FORT LESLEY J. MCNAIR, D.C. (Army News Service, March 2, 2011) -- After seven months of additional investigation, the U.S. Army has charged Pfc. Bradley E. Manning with 22 additional charges.

The charges allege that as a military intelligence analyst, Manning aided the enemy by unlawfully downloading classified information from government computers, improperly storing it, and transmitting it for public release and use by the enemy.

Manning was assigned to a support battalion with the 2nd Brigade Combat Team, 10th Mountain Division, based at Forward Operating Base Hammer, Iraq. There he allegedly downloaded thousands of classified military and State Department documents and sent them to Wiki Leaks.

He was originally charged July 5 with violations of the Uniformed Code of Military Justice, or UCMJ, Articles 92 and 134 for "transferring classified data onto his personal computer and adding unauthorized software to a classified computer system." He was also charged with "communicating, transmitting and delivering national defense information to an unauthorized source and disclosing classified information."

Over the last several months, the U.S. Army Criminal Investigation Command and other agencies have been involved in his investigation, and officials said it is still ongoing.

"The new charges more accurately reflect the broad scope of the crimes that Private First Class Manning is accused of committing," said Capt.
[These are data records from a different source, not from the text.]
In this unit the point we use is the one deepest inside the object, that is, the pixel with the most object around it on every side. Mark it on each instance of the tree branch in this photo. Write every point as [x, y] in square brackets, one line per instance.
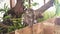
[45, 6]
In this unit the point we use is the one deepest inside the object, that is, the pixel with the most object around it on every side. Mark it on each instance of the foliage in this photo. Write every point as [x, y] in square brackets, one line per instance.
[47, 15]
[26, 4]
[57, 5]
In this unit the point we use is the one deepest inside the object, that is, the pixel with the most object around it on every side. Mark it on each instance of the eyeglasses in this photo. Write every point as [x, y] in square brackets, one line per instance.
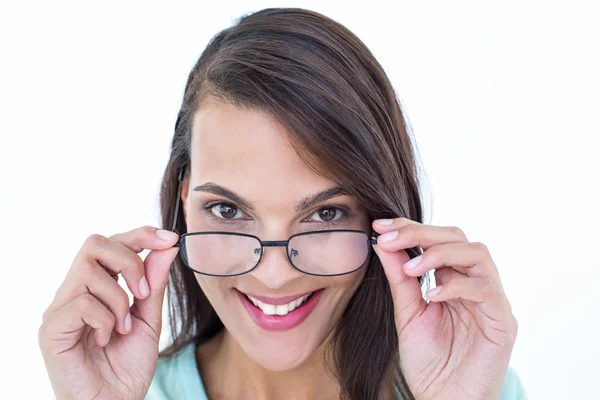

John Haberland, a legal spokesperson for U.S. Army Military District of Washington. "The new charges will not affect Private First Class Manning's right to a speedy trial or his pretrial confinement," he added.

On March 1, the commander, U.S. Army Headquarters Command Battalion, preferred the following specific charges:

- Aiding the enemy in violation of Article 104, Uniformed Code of Military Justice
- 16 specifications under Article 134, UCMJ.
- Wrongfully causing intelligence to be published on the Internet, knowing that it is accessible to the enemy (one specification)
- Theft of public property or records, in violation of 18 United States Code 641 (five specifications)
- Transmitting Defense information, in violation of 18 U.S.C. 793(e) (eight specifications)
- Fraud and related activity in connection with computers in violation of 18 U.S.C. 1030(a)(1) (two specifications)
- Five specifications in violation of Article 92, UCMJ, for violating Army Regulations 25-2 "Information Assurance" and 380-5 "Department of the Army Information Security Program."

The charge of aiding the enemy under Article 104 is a capital offense; however, the prosecution team for the United States has notified the defense that the prosecution will not recommend the death penalty to the convening authority, Maj. Gen. Karl R. Horst, commanding general, U.S. Army Military District of Washington.

Under the UCMJ, the convening authority ultimately decides what charges to refer to court-martial, and whether to seek the death penalty if Article 104 is referred. Therefore, if convicted of all charges, Manning would face a maximum punishment of reduction to the lowest enlisted pay grade, E-1; total forfeiture of all pay and allowances; confinement for life; and a dishonorable discharge.

At the request of Manning's defense attorneys, the trial proceedings have been delayed since July 12, 2010, pending the results of a defense-requested inquiry into Manning's mental capacity and responsibility pursuant to Rule for Courts-Martial 706.

Depending on the results of the R.C.M. 706 board, an Article 32 hearing may follow. An Article 32 hearing is the civilian equivalent of a grand jury, with additional rights afforded to the accused.

Manning remains confined in the Marine Corps Base Quantico Brig in Quantico, Va. He was notified of the additional charges in person during a command visit today. Despite his pretrial confinement, Manning is presumed innocent until proven guilty, and officials said the Army is committed to ensuring the continued safety and well-being of Manning while in pretrial confinement.